La CEDEAO, à travers l’Agence Régionale pour l’Agriculture et l’Alimentation (ARAA) et avec l’appui de la Banque mondiale dans le cadre du Programme de Résilience du Système Alimentaire en Afrique de l’Ouest (PRSA/FSRP), a organisé, le 29 octobre 2025 par visioconférence, un atelier régional de validation et de dissémination des résultats de l’étude de faisabilité d’un instrument régional de financement des risques agricoles et alimentaires au profit de la Réserve Régionale de Sécurité Alimentaire (RRSA).
Cette rencontre a réuni une quarantaine de représentants des États membres, des institutions régionales (CEDEAO, UEMOA, CILSS, BIDC), des partenaires techniques et financiers (Banque mondiale, PAM, FAO) ainsi que le cabinet WTW/Munich Re. En une demi-journée de travaux, les participants ont approuvé les résultats techniques de l’étude, discuté des conclusions opérationnelles et identifié les principales étapes pour la mise en œuvre du futur dispositif.
Depuis sa création en 2013, la RRSA constitue un instrument essentiel de solidarité et de réponse rapide face aux crises alimentaires. Toutefois, face à l’intensification des chocs et à l’ampleur croissante des besoins financiers, la seule mobilisation de stocks physiques ne suffit plus à répondre efficacement aux crises alimentaires ni à garantir durablement la sécurité alimentaire, en appui aux efforts déployés par les pays de la région. C’est dans cette perspective qu’a été engagée la conception d’un mécanisme régional de financement des risques (Disaster Risk Financing – DRF), visant à compléter et à renforcer la fonction de la réserve régionale.
Ce mécanisme innovant permettra, à terme, à la CEDEAO de disposer de ressources financières anticipées, déclenchées de manière objective, transparente et rapide grâce à l’utilisation d’indices paramétriques. Il s’agit d’une évolution majeure, marquant le passage d’une logique de réaction à une véritable culture de prévention.

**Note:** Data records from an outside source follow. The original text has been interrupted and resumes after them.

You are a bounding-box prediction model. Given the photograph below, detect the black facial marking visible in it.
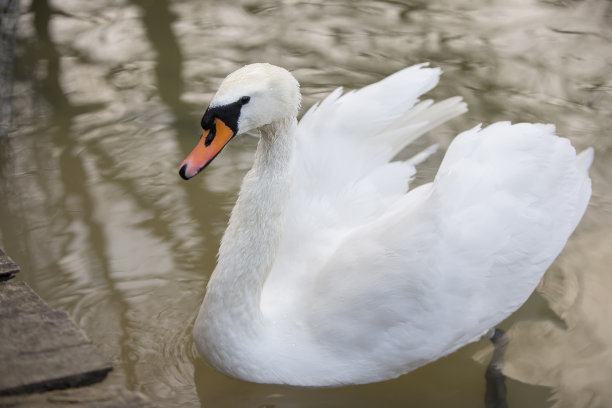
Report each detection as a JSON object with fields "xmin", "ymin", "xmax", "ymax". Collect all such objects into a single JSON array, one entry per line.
[
  {"xmin": 204, "ymin": 124, "xmax": 217, "ymax": 147},
  {"xmin": 201, "ymin": 96, "xmax": 251, "ymax": 134}
]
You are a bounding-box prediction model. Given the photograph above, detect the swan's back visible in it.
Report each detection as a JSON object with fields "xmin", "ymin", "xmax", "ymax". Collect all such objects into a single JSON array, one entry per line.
[
  {"xmin": 258, "ymin": 66, "xmax": 592, "ymax": 385},
  {"xmin": 298, "ymin": 123, "xmax": 592, "ymax": 383}
]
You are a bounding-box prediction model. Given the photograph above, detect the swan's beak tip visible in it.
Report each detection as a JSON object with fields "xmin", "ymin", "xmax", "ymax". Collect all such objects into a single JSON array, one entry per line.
[{"xmin": 179, "ymin": 163, "xmax": 191, "ymax": 180}]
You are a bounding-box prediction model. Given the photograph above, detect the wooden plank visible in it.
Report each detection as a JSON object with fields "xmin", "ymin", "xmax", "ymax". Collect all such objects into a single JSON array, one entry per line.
[
  {"xmin": 0, "ymin": 281, "xmax": 112, "ymax": 395},
  {"xmin": 0, "ymin": 248, "xmax": 19, "ymax": 281},
  {"xmin": 0, "ymin": 386, "xmax": 155, "ymax": 408}
]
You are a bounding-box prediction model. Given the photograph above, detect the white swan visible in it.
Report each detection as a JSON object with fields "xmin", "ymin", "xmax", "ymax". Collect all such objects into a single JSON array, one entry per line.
[{"xmin": 180, "ymin": 64, "xmax": 593, "ymax": 386}]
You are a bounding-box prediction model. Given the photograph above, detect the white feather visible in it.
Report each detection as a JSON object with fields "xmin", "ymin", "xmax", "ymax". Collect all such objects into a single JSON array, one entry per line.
[{"xmin": 194, "ymin": 65, "xmax": 593, "ymax": 386}]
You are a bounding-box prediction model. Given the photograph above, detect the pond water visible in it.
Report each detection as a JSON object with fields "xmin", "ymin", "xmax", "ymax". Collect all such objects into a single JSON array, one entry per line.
[{"xmin": 0, "ymin": 0, "xmax": 612, "ymax": 407}]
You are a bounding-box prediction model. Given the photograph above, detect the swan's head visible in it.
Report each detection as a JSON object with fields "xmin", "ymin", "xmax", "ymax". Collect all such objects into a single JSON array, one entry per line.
[{"xmin": 179, "ymin": 64, "xmax": 301, "ymax": 180}]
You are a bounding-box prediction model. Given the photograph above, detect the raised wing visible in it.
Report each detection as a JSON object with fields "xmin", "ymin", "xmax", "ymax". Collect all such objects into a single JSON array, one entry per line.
[{"xmin": 305, "ymin": 123, "xmax": 593, "ymax": 382}]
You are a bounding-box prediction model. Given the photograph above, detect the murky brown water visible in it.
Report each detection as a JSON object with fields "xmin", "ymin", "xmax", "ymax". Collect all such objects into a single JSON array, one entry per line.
[{"xmin": 0, "ymin": 0, "xmax": 612, "ymax": 407}]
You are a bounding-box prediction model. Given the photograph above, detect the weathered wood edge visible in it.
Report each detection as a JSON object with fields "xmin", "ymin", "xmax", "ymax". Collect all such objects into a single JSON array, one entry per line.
[
  {"xmin": 0, "ymin": 248, "xmax": 19, "ymax": 281},
  {"xmin": 0, "ymin": 281, "xmax": 112, "ymax": 395},
  {"xmin": 0, "ymin": 386, "xmax": 155, "ymax": 408}
]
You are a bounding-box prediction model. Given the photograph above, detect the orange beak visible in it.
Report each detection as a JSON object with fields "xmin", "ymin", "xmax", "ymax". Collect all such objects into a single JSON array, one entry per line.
[{"xmin": 179, "ymin": 118, "xmax": 235, "ymax": 180}]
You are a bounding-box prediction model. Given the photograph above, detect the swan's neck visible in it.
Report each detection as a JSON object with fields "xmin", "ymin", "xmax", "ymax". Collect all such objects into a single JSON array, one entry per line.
[{"xmin": 196, "ymin": 118, "xmax": 297, "ymax": 341}]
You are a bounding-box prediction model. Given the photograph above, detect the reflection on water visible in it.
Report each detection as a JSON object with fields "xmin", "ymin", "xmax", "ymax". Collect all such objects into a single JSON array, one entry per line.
[{"xmin": 0, "ymin": 0, "xmax": 612, "ymax": 407}]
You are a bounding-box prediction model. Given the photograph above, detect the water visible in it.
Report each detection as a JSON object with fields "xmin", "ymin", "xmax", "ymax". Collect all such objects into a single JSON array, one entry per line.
[{"xmin": 0, "ymin": 0, "xmax": 612, "ymax": 407}]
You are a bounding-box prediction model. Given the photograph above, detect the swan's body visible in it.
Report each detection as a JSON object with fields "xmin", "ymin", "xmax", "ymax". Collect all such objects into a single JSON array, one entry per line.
[{"xmin": 181, "ymin": 64, "xmax": 592, "ymax": 386}]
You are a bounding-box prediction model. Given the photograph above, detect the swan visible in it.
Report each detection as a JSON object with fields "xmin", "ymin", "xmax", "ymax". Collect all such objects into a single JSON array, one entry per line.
[{"xmin": 179, "ymin": 63, "xmax": 593, "ymax": 386}]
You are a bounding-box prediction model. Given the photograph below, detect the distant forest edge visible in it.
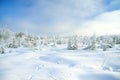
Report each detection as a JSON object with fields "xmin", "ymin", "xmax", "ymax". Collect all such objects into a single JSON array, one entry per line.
[{"xmin": 0, "ymin": 28, "xmax": 120, "ymax": 54}]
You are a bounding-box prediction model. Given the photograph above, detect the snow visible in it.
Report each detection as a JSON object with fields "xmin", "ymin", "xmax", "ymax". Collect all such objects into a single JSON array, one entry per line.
[{"xmin": 0, "ymin": 46, "xmax": 120, "ymax": 80}]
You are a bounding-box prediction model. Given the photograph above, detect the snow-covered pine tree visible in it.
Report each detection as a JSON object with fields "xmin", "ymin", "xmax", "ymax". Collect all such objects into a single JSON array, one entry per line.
[{"xmin": 67, "ymin": 36, "xmax": 78, "ymax": 50}]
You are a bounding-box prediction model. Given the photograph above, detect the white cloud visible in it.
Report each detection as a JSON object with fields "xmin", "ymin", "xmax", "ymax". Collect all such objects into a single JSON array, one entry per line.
[
  {"xmin": 77, "ymin": 10, "xmax": 120, "ymax": 35},
  {"xmin": 2, "ymin": 0, "xmax": 104, "ymax": 34}
]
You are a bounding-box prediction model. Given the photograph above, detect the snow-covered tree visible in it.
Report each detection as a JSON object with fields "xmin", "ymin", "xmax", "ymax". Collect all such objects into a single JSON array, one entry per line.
[{"xmin": 67, "ymin": 36, "xmax": 78, "ymax": 50}]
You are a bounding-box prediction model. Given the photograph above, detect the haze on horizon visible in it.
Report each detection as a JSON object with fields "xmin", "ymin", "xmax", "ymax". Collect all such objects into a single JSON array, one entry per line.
[{"xmin": 0, "ymin": 0, "xmax": 120, "ymax": 35}]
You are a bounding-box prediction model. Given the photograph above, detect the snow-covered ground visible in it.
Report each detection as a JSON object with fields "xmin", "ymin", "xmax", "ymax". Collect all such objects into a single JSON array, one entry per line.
[{"xmin": 0, "ymin": 47, "xmax": 120, "ymax": 80}]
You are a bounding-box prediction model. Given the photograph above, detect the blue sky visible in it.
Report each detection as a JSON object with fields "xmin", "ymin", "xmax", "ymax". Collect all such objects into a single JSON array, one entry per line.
[{"xmin": 0, "ymin": 0, "xmax": 120, "ymax": 34}]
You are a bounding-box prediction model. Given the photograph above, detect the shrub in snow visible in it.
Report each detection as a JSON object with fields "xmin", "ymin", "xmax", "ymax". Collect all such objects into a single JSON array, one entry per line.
[
  {"xmin": 84, "ymin": 35, "xmax": 96, "ymax": 50},
  {"xmin": 67, "ymin": 36, "xmax": 78, "ymax": 50}
]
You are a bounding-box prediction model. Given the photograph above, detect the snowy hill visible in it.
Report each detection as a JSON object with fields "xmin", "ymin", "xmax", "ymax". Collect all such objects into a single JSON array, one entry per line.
[{"xmin": 0, "ymin": 47, "xmax": 120, "ymax": 80}]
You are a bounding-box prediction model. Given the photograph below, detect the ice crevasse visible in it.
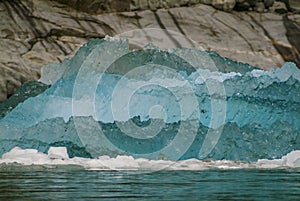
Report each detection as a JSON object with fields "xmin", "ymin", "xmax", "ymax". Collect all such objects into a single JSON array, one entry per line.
[{"xmin": 0, "ymin": 37, "xmax": 300, "ymax": 161}]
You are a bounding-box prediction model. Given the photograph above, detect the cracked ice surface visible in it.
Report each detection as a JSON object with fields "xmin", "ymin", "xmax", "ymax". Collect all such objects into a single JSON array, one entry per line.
[{"xmin": 0, "ymin": 38, "xmax": 300, "ymax": 161}]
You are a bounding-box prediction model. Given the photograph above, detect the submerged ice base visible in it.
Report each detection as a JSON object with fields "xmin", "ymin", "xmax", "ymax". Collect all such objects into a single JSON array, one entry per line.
[{"xmin": 0, "ymin": 38, "xmax": 300, "ymax": 161}]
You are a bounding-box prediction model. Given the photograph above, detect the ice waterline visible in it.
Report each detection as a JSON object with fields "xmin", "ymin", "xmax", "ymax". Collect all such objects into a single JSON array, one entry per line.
[
  {"xmin": 0, "ymin": 38, "xmax": 300, "ymax": 163},
  {"xmin": 0, "ymin": 147, "xmax": 300, "ymax": 171}
]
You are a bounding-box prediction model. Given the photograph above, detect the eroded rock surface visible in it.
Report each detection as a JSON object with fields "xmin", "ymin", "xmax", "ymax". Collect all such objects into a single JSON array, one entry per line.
[{"xmin": 0, "ymin": 0, "xmax": 300, "ymax": 101}]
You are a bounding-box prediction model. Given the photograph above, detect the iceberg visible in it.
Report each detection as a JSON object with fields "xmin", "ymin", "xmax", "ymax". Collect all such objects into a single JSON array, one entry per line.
[{"xmin": 0, "ymin": 37, "xmax": 300, "ymax": 161}]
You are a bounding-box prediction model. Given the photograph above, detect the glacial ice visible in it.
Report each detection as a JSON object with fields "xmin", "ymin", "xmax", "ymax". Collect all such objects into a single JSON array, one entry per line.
[{"xmin": 0, "ymin": 37, "xmax": 300, "ymax": 161}]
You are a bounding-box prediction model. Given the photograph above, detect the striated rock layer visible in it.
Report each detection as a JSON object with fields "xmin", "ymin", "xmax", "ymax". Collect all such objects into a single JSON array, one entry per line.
[{"xmin": 0, "ymin": 0, "xmax": 300, "ymax": 101}]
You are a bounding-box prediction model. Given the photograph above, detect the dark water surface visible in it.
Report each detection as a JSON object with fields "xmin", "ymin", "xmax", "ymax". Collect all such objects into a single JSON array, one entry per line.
[{"xmin": 0, "ymin": 167, "xmax": 300, "ymax": 201}]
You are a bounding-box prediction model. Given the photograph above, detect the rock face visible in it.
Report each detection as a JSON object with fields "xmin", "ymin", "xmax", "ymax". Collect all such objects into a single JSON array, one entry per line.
[{"xmin": 0, "ymin": 0, "xmax": 300, "ymax": 101}]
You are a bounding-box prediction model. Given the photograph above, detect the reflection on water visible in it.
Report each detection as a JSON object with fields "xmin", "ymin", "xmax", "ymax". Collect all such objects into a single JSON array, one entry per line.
[{"xmin": 0, "ymin": 166, "xmax": 300, "ymax": 200}]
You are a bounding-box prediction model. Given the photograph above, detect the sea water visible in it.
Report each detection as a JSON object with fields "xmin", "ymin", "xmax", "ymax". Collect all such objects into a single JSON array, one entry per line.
[{"xmin": 0, "ymin": 165, "xmax": 300, "ymax": 201}]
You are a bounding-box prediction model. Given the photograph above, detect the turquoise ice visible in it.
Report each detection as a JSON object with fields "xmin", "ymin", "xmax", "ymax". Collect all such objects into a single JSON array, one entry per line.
[{"xmin": 0, "ymin": 38, "xmax": 300, "ymax": 161}]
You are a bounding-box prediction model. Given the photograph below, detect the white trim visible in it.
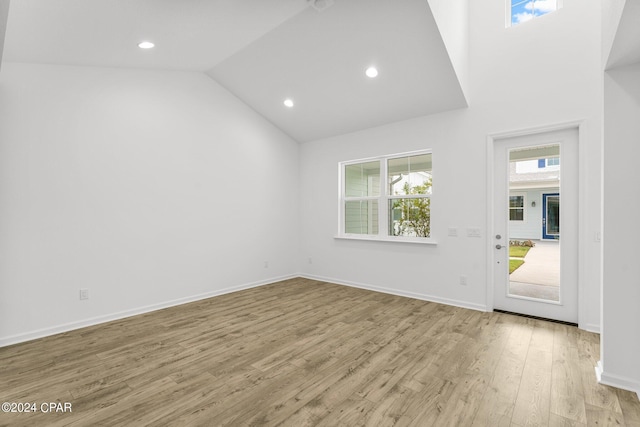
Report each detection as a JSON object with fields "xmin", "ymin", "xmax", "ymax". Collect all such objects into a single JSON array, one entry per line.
[
  {"xmin": 486, "ymin": 120, "xmax": 602, "ymax": 333},
  {"xmin": 336, "ymin": 148, "xmax": 434, "ymax": 244},
  {"xmin": 300, "ymin": 274, "xmax": 484, "ymax": 312},
  {"xmin": 0, "ymin": 274, "xmax": 300, "ymax": 348},
  {"xmin": 333, "ymin": 234, "xmax": 438, "ymax": 246},
  {"xmin": 595, "ymin": 360, "xmax": 640, "ymax": 400}
]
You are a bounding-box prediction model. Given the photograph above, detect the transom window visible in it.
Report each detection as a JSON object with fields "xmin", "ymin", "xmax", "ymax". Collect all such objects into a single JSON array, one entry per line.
[
  {"xmin": 507, "ymin": 0, "xmax": 562, "ymax": 27},
  {"xmin": 339, "ymin": 151, "xmax": 433, "ymax": 240}
]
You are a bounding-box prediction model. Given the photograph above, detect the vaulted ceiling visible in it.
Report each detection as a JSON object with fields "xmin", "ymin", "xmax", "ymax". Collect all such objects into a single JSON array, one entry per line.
[{"xmin": 0, "ymin": 0, "xmax": 467, "ymax": 142}]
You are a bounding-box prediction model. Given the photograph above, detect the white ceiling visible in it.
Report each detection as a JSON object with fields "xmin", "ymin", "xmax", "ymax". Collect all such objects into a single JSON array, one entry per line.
[
  {"xmin": 3, "ymin": 0, "xmax": 466, "ymax": 142},
  {"xmin": 607, "ymin": 1, "xmax": 640, "ymax": 69}
]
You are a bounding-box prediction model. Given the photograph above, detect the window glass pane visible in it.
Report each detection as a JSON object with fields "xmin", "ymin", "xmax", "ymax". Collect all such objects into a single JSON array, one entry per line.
[
  {"xmin": 509, "ymin": 209, "xmax": 524, "ymax": 221},
  {"xmin": 509, "ymin": 196, "xmax": 524, "ymax": 208},
  {"xmin": 344, "ymin": 161, "xmax": 380, "ymax": 197},
  {"xmin": 387, "ymin": 154, "xmax": 432, "ymax": 196},
  {"xmin": 389, "ymin": 197, "xmax": 431, "ymax": 237},
  {"xmin": 510, "ymin": 0, "xmax": 558, "ymax": 25},
  {"xmin": 344, "ymin": 200, "xmax": 378, "ymax": 234}
]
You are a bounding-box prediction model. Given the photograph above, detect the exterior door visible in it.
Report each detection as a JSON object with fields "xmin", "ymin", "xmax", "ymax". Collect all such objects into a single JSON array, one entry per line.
[
  {"xmin": 489, "ymin": 128, "xmax": 578, "ymax": 323},
  {"xmin": 542, "ymin": 193, "xmax": 560, "ymax": 240}
]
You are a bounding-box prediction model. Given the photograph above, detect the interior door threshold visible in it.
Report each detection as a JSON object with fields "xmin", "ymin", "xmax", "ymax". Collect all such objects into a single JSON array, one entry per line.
[{"xmin": 493, "ymin": 309, "xmax": 578, "ymax": 328}]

L’étude de faisabilité, conduite par le consortium Willis Towers Watson (WTW) et Munich Re sous la supervision de la Banque mondiale et de la CEDEAO, a posé les bases techniques et institutionnelles nécessaires à l’opérationnalisation de ce dispositif. Les participants ont pu examiner en détail les risques agricoles et alimentaires caractérisant la région, sur la base des indices SPI-3 et des analyses du Cadre Harmonisé. Ils ont également pris connaissance des résultats comparatifs de différents instruments financiers (assurance paramétrique, lignes de crédit contingentes, etc.).
Les échanges ont révélé la sous-capacité actuelle de la RRSA, laquelle limite son rôle comme troisième ligne de défense au niveau régional, ainsi que la non-viabilité immédiate d’une assurance paramétrique autonome en raison de son coût et de ses exigences institutionnelles. Dans cette optique, les participants ont souligné la nécessité de structurer une réserve financière, de définir un système de déclenchement prédictible et d’explorer des approches hybrides incluant notamment des solutions de crédit contingentes et des partenariats avec l’ARC et le PAM.
Au terme des travaux, les trois rapports techniques ont été validés et les recommandations suivantes ont été formulées : (i) expérimenter, à court terme, des solutions pilotes fondées sur les indices SPI-3 et CH, tout en renforçant la gouvernance opérationnelle et financière de la RRSA ; (ii) consolider, à moyen terme, les capacités techniques et institutionnelles de la réserve et tester un mécanisme régional multi-indices ; (iii) opérationnaliser, à long terme, un mécanisme d’assurance régional autonome, intégré à la stratégie de résilience et de souveraineté alimentaire de la CEDEAO.